Barbara Writes
Barbara Writes
Dec 21, 2010

Leaving the Nest

 

Little birdies leave their nest

To pass or fail the test

Creating emptiness

In hearts of moms and dads

It’s happiness to see them fly so well

Feeling misty, knowing when they return

They’ll be reformed

No longer a mother’s child

Life is not the same

Now that they’ve matured

Final strings have been trimmed

They never return as before

An empty nest, quiet, filled with memories

Of sons and daughters lost at sea, living water

Heart of endless tugging, mended

A few miles from home, a phone call away

 

 

About This Poem

Style/Type: Free verse

Review Request Intensity: I want the raw truth, feel free to knock me on my back

Editing Stage: Editing - draft

About the Author

Region, Country: United States, USA

Favorite Poets: Billy Collins

More from this author

Comments

H

I can relate altough I have no children. I still call my late girlfriend grandaughter my grandaughter. She's married now and lives across town. She calls me almost every day. An empty nest can get boring and lonely. But thank God she's gone LOL. Take Care. huey

Barbara Writes

Same here. Lonely nest, glad they are gone.

weirdelf

Chicklets leave their nest To pass or fail the test [of survival?] Creating emptiness In hearts of moms and dads It’s happiness to see them fly so well Feeling misty [misty? something stronger needed], knowing when they return They’ll be reformed [from what crime] No longer a mother’s child Life is not the same Now that they’ve matured Final strings have been trimmed They never return as before An empty nest, quiet, filled with memories Of sons and daughters lost at sea, living water Heart of endless tugging, mended A few miles from home, a phone call away

See? Apart from some rhymes, it flows like prose. Some suspect phrases "Feeling misty", "They’ll be reformed" [from what? were they criminals?] , "Of sons and daughters lost at sea" This is out of place, it lacks internal logic.

Sorry, you know I respect your work, but this is a bit of a mishmash. I don't know how to fix it. I wish I could be more constructive.

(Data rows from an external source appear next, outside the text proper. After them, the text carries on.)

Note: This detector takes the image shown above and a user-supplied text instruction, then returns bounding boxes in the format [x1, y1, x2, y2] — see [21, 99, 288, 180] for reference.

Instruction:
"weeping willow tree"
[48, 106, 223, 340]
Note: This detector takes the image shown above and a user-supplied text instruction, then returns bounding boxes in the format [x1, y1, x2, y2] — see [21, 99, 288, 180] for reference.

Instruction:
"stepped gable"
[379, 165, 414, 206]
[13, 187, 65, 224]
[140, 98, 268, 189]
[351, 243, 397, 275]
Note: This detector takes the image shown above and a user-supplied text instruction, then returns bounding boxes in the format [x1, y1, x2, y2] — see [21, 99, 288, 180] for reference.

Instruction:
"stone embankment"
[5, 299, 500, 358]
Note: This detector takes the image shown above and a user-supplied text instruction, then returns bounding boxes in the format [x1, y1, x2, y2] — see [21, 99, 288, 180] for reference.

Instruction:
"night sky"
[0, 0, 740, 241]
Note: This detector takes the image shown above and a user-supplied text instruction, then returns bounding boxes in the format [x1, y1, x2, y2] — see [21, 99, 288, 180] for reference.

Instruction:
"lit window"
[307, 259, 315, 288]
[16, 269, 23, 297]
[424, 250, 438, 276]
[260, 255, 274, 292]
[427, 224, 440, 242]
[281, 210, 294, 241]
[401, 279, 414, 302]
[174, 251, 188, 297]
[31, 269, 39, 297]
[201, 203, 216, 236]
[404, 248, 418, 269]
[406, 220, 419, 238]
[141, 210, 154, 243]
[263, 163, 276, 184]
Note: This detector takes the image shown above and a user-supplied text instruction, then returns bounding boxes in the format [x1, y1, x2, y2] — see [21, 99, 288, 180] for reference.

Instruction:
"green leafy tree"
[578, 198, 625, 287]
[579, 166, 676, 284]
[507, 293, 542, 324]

On the other hand maybe I am being stupid and missing the whole point. Enlighten me,

Barbara Writes

your suggestions makes plenty sense and i will fix this with your suggestion when my mind is better to write the flow of it. thanks. i know you would give constructive crit that i use and appreciate.
sometimes i write to ease my mind of the stressing thought that traps me mentally. this poem was one of those moments and not well written. smile- thanks again.